Upper GI Bleeding

Upper GI Bleeding

The gastrointestinal tract extends from mouth to anus. It is divided into upper and lower parts. The duodenojejunal junction is the point of demarcation for bleeding in upper and lower GI tracts. There is suspensory muscle of duodenum known as ‘ligament of Treitz,’ which connects the duodenojejunal junction to the left crus of diaphragm. Thus bleeding above DJ junction or proximal to ligament of Treitz is called as upper GI bleeding. It is a medical emergency.

Causes and risk factors

The most common cause of upper GI bleeding are peptic ulcer and esophagogastric varices. Additional causes include bleeding disorders, esophagitis, gastritis, erosive duodenitis, portal hypertension, malignancy, Mallory-Weiss tear. Some rare conditions such as angiodysplasia, hemobilia, pancreatic pseudocyst, Osler-Weber-Rendu syndrome can cause upper GI bleeding. Precipitating factors include use of aspirin, NSAIDs, anticoagulants, alcohol, etc.

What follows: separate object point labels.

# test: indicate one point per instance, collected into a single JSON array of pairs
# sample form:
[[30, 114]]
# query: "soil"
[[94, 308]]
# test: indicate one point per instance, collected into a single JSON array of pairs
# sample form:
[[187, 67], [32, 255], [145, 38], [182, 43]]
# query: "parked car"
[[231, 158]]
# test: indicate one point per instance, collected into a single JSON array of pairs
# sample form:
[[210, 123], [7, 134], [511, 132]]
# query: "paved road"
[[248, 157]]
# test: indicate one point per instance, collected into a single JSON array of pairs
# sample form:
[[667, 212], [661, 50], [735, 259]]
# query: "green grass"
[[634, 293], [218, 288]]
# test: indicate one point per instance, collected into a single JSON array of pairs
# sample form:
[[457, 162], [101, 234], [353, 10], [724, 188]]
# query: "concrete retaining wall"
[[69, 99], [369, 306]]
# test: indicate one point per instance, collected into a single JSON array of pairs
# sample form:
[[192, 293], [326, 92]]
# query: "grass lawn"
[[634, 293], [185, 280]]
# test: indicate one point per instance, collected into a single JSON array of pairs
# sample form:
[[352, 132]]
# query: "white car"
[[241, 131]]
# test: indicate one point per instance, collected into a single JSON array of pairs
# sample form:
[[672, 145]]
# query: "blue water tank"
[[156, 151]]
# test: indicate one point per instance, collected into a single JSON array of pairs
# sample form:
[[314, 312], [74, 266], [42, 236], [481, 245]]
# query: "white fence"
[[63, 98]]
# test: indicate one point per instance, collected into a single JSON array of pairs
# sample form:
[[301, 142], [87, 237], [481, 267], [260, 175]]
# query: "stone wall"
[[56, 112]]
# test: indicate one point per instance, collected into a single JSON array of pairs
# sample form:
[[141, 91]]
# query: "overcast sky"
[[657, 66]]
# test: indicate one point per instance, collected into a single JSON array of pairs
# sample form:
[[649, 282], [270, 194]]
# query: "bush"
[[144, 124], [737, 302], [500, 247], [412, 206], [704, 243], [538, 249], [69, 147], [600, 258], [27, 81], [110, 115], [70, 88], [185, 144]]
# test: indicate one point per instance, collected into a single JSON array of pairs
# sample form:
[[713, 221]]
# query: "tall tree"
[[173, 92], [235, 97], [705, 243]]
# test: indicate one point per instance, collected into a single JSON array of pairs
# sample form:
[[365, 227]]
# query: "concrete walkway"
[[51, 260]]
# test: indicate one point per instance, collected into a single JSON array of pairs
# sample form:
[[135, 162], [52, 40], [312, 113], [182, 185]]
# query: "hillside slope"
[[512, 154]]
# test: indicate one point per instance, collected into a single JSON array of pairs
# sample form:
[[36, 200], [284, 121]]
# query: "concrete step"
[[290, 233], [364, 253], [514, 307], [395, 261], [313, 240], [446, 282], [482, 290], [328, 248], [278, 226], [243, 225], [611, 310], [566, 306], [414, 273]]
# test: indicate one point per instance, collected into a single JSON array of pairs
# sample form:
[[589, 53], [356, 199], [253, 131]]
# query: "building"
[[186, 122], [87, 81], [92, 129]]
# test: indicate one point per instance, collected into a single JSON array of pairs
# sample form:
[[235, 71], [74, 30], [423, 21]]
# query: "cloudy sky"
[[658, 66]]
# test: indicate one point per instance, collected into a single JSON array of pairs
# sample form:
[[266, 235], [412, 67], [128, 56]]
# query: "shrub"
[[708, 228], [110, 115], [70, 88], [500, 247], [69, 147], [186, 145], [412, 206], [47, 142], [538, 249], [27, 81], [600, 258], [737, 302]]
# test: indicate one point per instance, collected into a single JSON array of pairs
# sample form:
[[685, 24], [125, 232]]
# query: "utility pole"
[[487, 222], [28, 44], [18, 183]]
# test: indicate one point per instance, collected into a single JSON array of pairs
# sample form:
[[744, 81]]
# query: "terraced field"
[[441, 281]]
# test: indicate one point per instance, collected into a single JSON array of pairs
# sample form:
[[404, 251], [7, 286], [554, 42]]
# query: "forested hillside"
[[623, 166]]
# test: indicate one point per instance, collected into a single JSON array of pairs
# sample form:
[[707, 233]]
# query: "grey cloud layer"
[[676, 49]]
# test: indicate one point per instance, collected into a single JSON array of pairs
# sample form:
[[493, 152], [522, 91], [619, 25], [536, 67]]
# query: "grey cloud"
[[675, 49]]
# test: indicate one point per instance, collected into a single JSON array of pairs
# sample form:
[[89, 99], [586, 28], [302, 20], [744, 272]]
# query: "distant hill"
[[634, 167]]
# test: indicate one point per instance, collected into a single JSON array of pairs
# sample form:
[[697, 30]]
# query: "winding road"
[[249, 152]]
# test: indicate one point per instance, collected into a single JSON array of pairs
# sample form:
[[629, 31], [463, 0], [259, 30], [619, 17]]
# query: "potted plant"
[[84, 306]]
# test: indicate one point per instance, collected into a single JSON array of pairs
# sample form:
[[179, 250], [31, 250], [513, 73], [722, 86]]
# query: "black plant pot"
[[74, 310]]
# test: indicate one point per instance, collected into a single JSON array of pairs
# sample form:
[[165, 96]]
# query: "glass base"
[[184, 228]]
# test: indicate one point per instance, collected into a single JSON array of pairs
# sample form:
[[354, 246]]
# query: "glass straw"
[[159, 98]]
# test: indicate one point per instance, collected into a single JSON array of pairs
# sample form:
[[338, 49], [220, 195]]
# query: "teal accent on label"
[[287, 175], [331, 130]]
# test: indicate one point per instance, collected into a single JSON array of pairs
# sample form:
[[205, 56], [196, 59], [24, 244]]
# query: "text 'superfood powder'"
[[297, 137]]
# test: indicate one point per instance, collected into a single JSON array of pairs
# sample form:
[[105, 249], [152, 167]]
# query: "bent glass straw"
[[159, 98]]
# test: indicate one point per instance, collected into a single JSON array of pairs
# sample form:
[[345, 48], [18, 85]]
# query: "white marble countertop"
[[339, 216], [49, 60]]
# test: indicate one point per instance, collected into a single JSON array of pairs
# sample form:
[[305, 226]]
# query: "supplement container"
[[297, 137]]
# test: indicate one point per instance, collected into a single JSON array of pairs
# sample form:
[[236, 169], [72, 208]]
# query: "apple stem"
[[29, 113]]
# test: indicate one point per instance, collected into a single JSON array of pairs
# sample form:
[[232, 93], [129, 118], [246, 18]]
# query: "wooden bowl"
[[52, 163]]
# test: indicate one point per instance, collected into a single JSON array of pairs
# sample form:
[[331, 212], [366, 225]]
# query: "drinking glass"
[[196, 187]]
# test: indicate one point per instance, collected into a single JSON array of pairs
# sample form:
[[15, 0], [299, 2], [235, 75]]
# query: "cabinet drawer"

Other risk factors include people from lower socioeconomic class, chronic renal failure, etc.

Clinical presentation

Patient presents with abdominal pain, heartburn, dyspepsia, and dysphagia. Patient suffers from hematemesis. There is coffee brown color of vomitus. Fresh or brown colored blood is seen. There is melena, hematochezia, i.e., rectal bleeding. Pallor is seen. Rapid respiration is observed. Patient has a history of peptic ulcer, cirrhosis. History of prior bleeding may also be given. Weight loss, jaundice may be observed. Loss of blood can lead to shock, syncope.

Investigation

Medical history by the patient and clinical examination by the doctor helps in diagnosis. CBC, routine hemogram is advised. Hemoglobin level is estimated. PTT/INR is advised. Basic metabolic profile, BUN, coagulation profile is required. LFT is done. Globin level, gastrin levels are obtained. Endoscopy, chest radiography, and angiography is recommended.

Treatment

Bleeding should be stopped at first with the help of electrocoagulation, banding, or injection of vasoconstrictors at the site of bleeding. Oxygen supplement is given. After cessation of bleeding, gastric lavage is given. IV fluids are administered. Urine output is monitored. Further treatment depends upon the underlying cause. Coagulopathies must be treated with administration of FFP, vitamin K, cryoprecipitate, and platelets.

Facts and figures

Upper GI bleeding is a medical emergency and has 10% mortality rate.